You can keep track of events for both Human and Holland and Jaime here.

Here’s an excerpt from one of the Holland and Jaime stories, List of Secrets:

LIST OF SECRETS
ERIK MASTERSON

ERIK KEPT A LIST of everyone who knew about him. On the filthy, worn piece of paper was the name of each of his doctors at the psychiatric hospital. Under each of their names were those of the people they talked to about Erik. Several times a day, he would take this list from his pocket and review it, rubbing his hand nervously through his short, grey hair.

He’d kept the list through twenty of his forty-six years. Every few years, he’d get a new set of doctors and nurses, and he’d have to start the whole list over again: he despised that part. He would carefully put the old list in his locked, fire-proof box, then hand a pen and paper over to the new doctors. Sometimes, the new people wouldn’t understand: they’d write other doctors and staff nurses and consultants. If it was a good day, Erik was able to explain that he needed first and last names, as well as their relationship to the doctor. If it was a bad day, Erik would just walk out and return to his room.
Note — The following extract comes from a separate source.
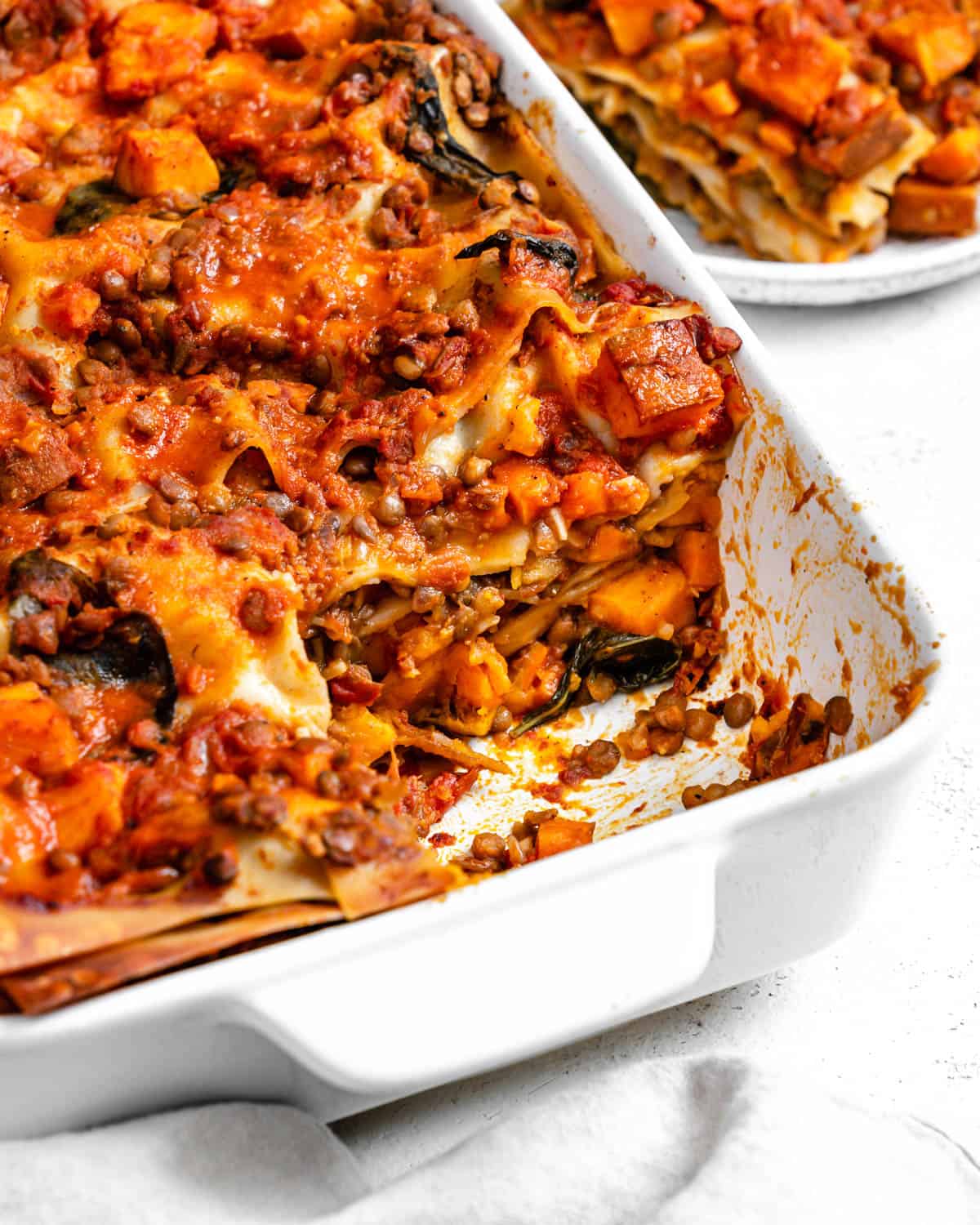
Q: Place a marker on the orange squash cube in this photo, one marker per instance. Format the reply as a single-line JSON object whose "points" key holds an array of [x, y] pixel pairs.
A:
{"points": [[531, 487], [956, 158], [644, 600], [719, 100], [794, 75], [305, 27], [87, 808], [938, 43], [34, 732], [154, 44], [778, 136], [698, 556], [156, 159], [634, 24], [560, 833], [70, 308], [921, 207]]}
He would turn out the lights, draw the curtain around his bed and just wait until someone trustworthy came to get him. In the beginning, they tried to get him to back to the untrustworthy doctors; now, more often than not, they just find him a new doctor.

Only one doctor ever refused to fill out the paper. He’d promised, instead, to never breathe a word to anyone about Erik. As it turned out, he’d lied. When Erik found out, he’d put his list into his fireproof box and had refused to come out of his room for over a month.

Erik wasn’t a danger to anyone, so he was given a green passcard which allowed him to leave the building and walk around the grounds. It was an intern who had actually handed him the pass, and the intern had beamed so widely, so brightly, that Erik had screamed in fear. The intern had been shocked; he explained that he was just proud of Erik and the progress they’d made. He hoped Erik would enjoy the freedom.

Progress. Freedom. Erik had taken almost two years to painstakingly map out every window, every see-through door and every security camera in the building. The new intern didn’t seem to understand the enormity of trying to keep track of those same things out of doors. It was easy to see someone outside, peering in, but it was difficult to see someone looking out the window at you unless the light was right.

Erik didn’t use the passcard for many months.

IT WAS A VERY PLEASANT young nurse who had brought him a map of the new covered courtyard when the construction was finally finished. An overhead trellis had been installed, she said, and covered with artificial grapevines so no one could see down from the windows above. The windows that looked onto the courtyard were in the nursing station and the physiotherapy office. On the map, she had also marked the two cameras, and even where the tables and chairs were. Erik studied the map for days, inscribing the layout into his brain.

They said there was usually no one else in the courtyard between 10:45 and 11:45 because everyone was busy with programmes then. The charge nurse unlocked the courtyard door and held it open for him. He peeked out, comparing the layout to the map the young nurse had given him. He was relieved to see it was identical. Adjusting his ball cap and sunglasses, he gingerly stepped out onto the patio stones, leaning his back against the cool brick wall. Sun trickled through the plastic grape leaves, leaving patterns on the white resin tables and chairs.

“Other than the cameras,” the charge nurse said, pointing them out, “only I can see you through the window. No one is using the physio room right now.” She propped the door open with a chair and left Erik alone.

Outside. He was outside. He wasn’t sure if he was comfortable with it, but he stayed standing against the wall until the nurse called him in for lunch.
Every day, Erik waited for the nurse to unlock the door so he could venture into the courtyard and spend an hour standing with his back to the bricks. On rainy days, he wore his new hooded camouflage rain poncho and Wellingtons. He very quickly became addicted to his one hour of quiet, relative privacy and fresh air. It was an hour of thinking about different things than he thought about when he was inside – nicer things, personal things. Being alone was rather pleasant.